Sunday, 11 September 2016

South Africa Part 2 – Rocklands and Oudtshoorn



Rocklands
After the eventful start to our stay in Rocklands things quietened down a bit and we were able to start to get stuck back into climbing and enjoying the trip. The vibe there is nice and chilled, and with warmer and more stable weather than we’d left in Australia, as well the luxury of being based out of a cottage instead of a van, life felt very relaxed. Highlights for me from the rest of our stay included climbing the toe-hook extravaganza that is Mooiste Meisie (8B), checking out a variety of funky kneebar problems in preparation for our upcoming time in Rifle, ‘Fryday’ night fish barbeques and the delicious and cheap filet steak.

Mooiste

Mooiste
 
Ella warming up at the cottage
 
James on The Rhino

Oudtshoorn
Oudtshoorn (‘Ostrich’ in Afrikaans), 5 or so hours drive East of Cape Town, hosts South Africa’s only limestone climbing, and was to be our ‘return to (your) routes’ boot camp to kick us into shape for America. It’s not an especially famous area and although I’m normally a total sheep, sometimes even I enjoy stepping off the well-worn track a little; plus the photos made it look great and it’s the kind of place where if we didn’t make time to visit now then we probably never would.

Situated around 30 minutes drive into the hills from the town of the same name, the sectors are scattered within walking distance of the De Hoek Campground which we made our base. Whilst the campsite (and the chalet we stayed in there) did the job, we made the mistake on the first few days of drinking the over chlorinated water and thus suffered from hideous stomach cramps for a while, potential visitors be warned! (From chatting to a Cape Town based German at the crag, it sounds like quite a few foreigners have this issue with the tap water all over South Africa, although Rocklands doesn’t seem to suffer from the same problem).

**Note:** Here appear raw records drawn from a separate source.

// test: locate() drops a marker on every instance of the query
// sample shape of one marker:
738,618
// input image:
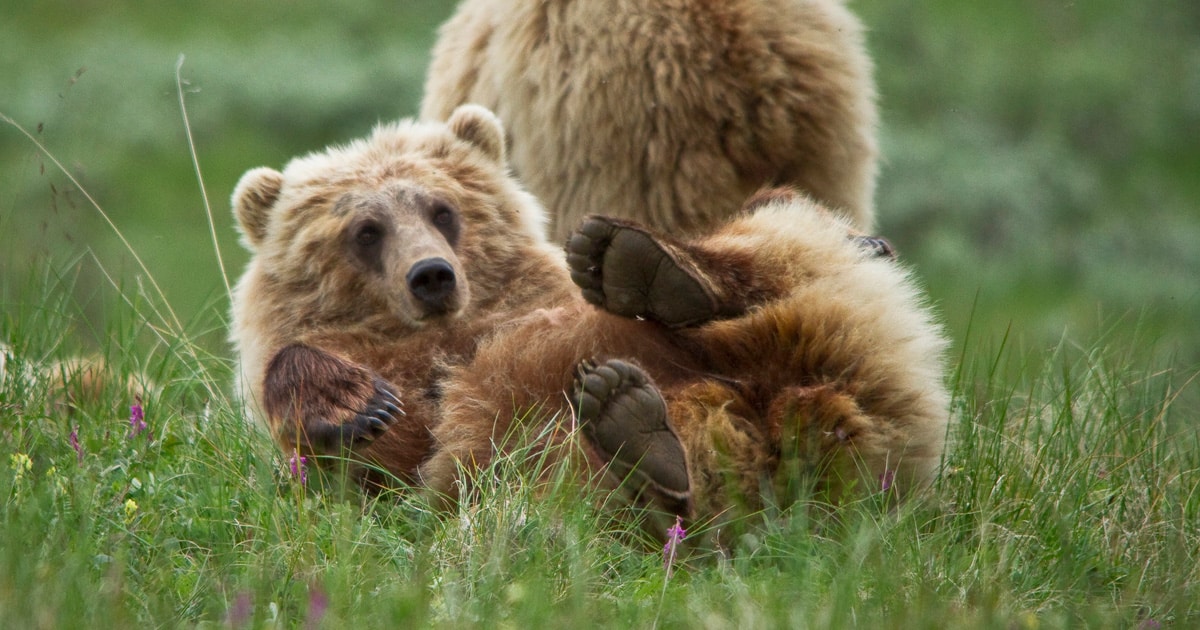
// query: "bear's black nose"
432,282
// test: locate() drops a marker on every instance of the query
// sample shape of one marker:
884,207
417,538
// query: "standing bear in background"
667,112
403,306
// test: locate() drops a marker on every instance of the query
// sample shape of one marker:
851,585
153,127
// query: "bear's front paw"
627,271
382,411
321,403
625,418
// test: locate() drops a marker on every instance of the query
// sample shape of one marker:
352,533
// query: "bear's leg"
729,456
625,418
625,270
321,405
827,444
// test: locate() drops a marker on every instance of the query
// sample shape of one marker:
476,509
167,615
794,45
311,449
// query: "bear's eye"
445,220
443,216
367,234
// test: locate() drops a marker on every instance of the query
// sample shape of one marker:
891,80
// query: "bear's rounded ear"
479,126
252,199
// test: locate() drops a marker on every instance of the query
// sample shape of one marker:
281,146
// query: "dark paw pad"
876,246
625,271
625,418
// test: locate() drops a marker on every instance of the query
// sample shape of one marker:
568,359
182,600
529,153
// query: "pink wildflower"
318,601
240,612
676,533
137,419
75,443
886,479
299,467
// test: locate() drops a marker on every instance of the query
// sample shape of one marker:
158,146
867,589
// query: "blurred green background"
1042,165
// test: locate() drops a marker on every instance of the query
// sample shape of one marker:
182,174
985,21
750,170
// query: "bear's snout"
432,282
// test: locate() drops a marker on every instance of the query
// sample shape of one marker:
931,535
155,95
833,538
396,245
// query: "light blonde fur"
667,112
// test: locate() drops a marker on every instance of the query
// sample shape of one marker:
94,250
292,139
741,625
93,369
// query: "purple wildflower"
676,533
886,479
137,419
75,443
317,604
299,467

Arriving from the quite dusty area around Rocklands, the surrounding scenery reminded us strangely of Wales, an impression which was only reinforced by our first day being spent looking out of the window at the driving rain. The similarities to Wales continue when you arrive at the Main Wall, with small sections of rock which look and feel almost like slate… unlike Wales, however, the rest of the wall is filled with lovely tufas! One of the morning sectors even features a Rodellar style cave complete with stalactite blobs and sika edges.

Koalie thinks he's in Wales...
 
...until he sees the tufas!
Expecting to feel pretty unfit having been bouldering for the last few months I was pleasantly surprised to manage the ‘hardest’ route at the crag, Streetfighter (8c) on our second day of climbing. My ego suitably boosted, I broke the golden grade chasers rule of “if it’s not popular on 8a.nu then stay the hell away” and promptly had my ass handed to me by a couple of bouldery 8b+s. After that the weather went nuts, ramping up from 13 to 33°C in the space of a few days, and our climbing was a bit up and down. Before leaving I did, however, manage what I think might be the first ascent of a new link/extension – essentially adding a harder start to an existing 8a+ which takes in the most impressive part of the main wall. The link, which starts up Up For Grabs and finishes with the extension of Up Up and Away, is a great line with some awesome solid climbing in the first half and some chossy but impressive looking tufas and stalactites near the top. If it is indeed a first ascent I propose the name Smash and Grab, and thought it felt around the 8b mark.


Penguins at Boulders' Beach

Now we're in Rifle: projecting, sticking bits of rubber to our knees with gay abandon, getting pumped, realising we're rubbish at techy vert warm-ups and enjoying the chilled out camping scene here... Life is good!